Pour maximiser l’efficacité d’un espace végétalisé, il convient de l’intégrer correctement dans la ville. Selon l’étude sectorielle du Centre d'intelligence économique au service de l'alliance pour l'environnement (CVT AllEnvi) « Ville & nouvelles fonctions du végétal », l’aménagement végétalisé se doit d’être multifonctionnel. Il devra être respectueux de la biodiversité, tout en remplissant des fonctions de régulation, comme l’absorption de CO2 ou la perméabilisation des sols, et assurer dans le même temps une « esthétique paysagère ». Les espaces végétalisés doivent impérativement être suivis, pour s’assurer qu’ils remplissent leur rôle de service écosystémique sur la durée. Pour ce faire, des outils ont été développés, parmi lesquels le Mésange (Method for ecosystem services assessment and nature general evaluation), mis au point par la société Safege. Il est « un outil qualitatif d’évaluation des services écosystémique » selon l’étude. Enfin, l’espace se doit d’être fonctionnel. Inscrit judicieusement dans la ville, il répondra mieux aux attentes des usagers. « À toujours vouloir quantifier les impacts écologiques, attention à ne pas perdre de vue la mesure de l’impact sur les usagers » ”met en garde le document.

Augmenter l’indice de canopée d’une ville, c’est-à-dire la superficie de son couvert arborescent, est un moyen efficace de lutter contre les îlots de chaleur urbains. Les plans de canopée s’appuient directement sur cet indice et ont souvent pour objectif de faire grimper le ratio superficie du couvert arborescent sur la superficie totale de l’agglomération. De fait, les plans canopées ont des objectifs simples à comprendre et facilement quantifiables. Dès lors, des outils comme le green view index, un outil d’évaluation globale du couvert ligneux urbain mis au point par des chercheurs du MIT, peuvent être utilisés pour attester de l’évolution de l’indice de canopée. La ville de Lyon souhaite par exemple faire passer cet indice de 27 % à 30 % d’ici 2030. Du côté du Nouveau monde, la ville de Montréal a annoncé en 2012 vouloir faire évoluer ce même indice de 20 % à 25 %, ce qui implique la plantation de 300 000 arbres d’ici 2025, et New York a lancé en 2007 un plan « Million Trees NYC », visant à planter 1 million d’arbres en dix ans, atteint en 2015, soit deux ans avant l’échéance originale.

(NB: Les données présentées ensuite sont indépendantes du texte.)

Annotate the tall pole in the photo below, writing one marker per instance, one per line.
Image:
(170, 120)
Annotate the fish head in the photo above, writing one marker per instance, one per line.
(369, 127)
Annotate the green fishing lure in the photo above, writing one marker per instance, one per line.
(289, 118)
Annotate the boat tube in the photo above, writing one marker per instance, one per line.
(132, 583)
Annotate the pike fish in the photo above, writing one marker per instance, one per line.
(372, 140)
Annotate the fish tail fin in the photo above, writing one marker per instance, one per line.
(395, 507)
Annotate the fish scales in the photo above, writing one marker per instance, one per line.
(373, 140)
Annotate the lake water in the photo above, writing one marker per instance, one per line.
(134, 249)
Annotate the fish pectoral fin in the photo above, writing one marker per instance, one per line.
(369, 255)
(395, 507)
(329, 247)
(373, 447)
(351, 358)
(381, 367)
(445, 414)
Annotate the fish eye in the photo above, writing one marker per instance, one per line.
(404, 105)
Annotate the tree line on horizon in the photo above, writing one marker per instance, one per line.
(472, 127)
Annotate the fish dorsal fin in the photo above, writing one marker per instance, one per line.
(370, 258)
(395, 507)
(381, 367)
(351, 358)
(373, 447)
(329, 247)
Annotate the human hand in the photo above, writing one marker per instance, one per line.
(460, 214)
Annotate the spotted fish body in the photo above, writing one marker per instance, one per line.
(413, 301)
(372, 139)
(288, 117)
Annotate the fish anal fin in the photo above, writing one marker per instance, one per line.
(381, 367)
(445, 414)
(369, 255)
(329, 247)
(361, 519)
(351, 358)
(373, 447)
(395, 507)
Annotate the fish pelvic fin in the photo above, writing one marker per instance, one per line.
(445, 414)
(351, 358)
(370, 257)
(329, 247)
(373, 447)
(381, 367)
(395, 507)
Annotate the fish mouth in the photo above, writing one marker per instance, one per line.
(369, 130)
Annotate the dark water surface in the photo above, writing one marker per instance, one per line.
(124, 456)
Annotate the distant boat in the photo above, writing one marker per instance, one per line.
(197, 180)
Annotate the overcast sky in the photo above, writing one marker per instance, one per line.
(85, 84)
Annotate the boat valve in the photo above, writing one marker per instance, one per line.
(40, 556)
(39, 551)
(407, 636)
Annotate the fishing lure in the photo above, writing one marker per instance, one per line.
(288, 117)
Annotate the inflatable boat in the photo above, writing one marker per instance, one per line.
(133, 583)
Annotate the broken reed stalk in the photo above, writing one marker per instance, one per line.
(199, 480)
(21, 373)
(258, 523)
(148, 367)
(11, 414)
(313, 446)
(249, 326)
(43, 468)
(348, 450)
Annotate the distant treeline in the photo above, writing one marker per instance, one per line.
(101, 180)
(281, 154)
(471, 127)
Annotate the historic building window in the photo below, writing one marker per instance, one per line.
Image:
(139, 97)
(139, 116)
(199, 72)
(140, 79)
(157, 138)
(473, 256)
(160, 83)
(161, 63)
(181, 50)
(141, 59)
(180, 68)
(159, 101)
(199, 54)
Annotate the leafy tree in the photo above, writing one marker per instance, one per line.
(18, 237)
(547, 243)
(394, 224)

L’argent ne pousse pas sur les arbres

Trees & Design Action Group, un forum collaboratif britannique, suggère dans « Arbres en milieu urbain, guide de mise en œuvre » d’intégrer la protection et la plantation d’arbres aux grands projets de voirie financées par le budget d’investissement de la ville. En cas de fonds insuffisants, il est possible de ne financer que les fosses de plantation et  « l’aménagement des surfaces jusqu’à la limite des pieds d’arbres » . L’installation des végétaux sera alors prise en charge par un autre acteur. Robert McDonald incite à l’élaboration de plans de plantation massives d’arbres, en avançant un argument d’investissement peu coûteux :  « Pour environ 4 dollars par année et par personne, les villes du monde entier pourraient planter et entretenir suffisamment d'arbres supplémentaires pour sauver 11 000 à 36 000 vies chaque année » ”.

Toutefois, le choix des végétaux à planter est à faire avec prudence : les arbres comme les platanes ou les marronniers retiennent la pollution au sol quand d’autres contiennent des allergènes (pollen). À la différence des premiers, les bouleaux sont par exemple capables de supprimer une partie des particules fines. Décupler le nombre de résinifères dans les grands ensembles urbains n’est donc certainement pas une solution miracle, capable à elle seule d’enrayer le processus de changement climatique. En revanche, elle constitue un élément de réponse globale.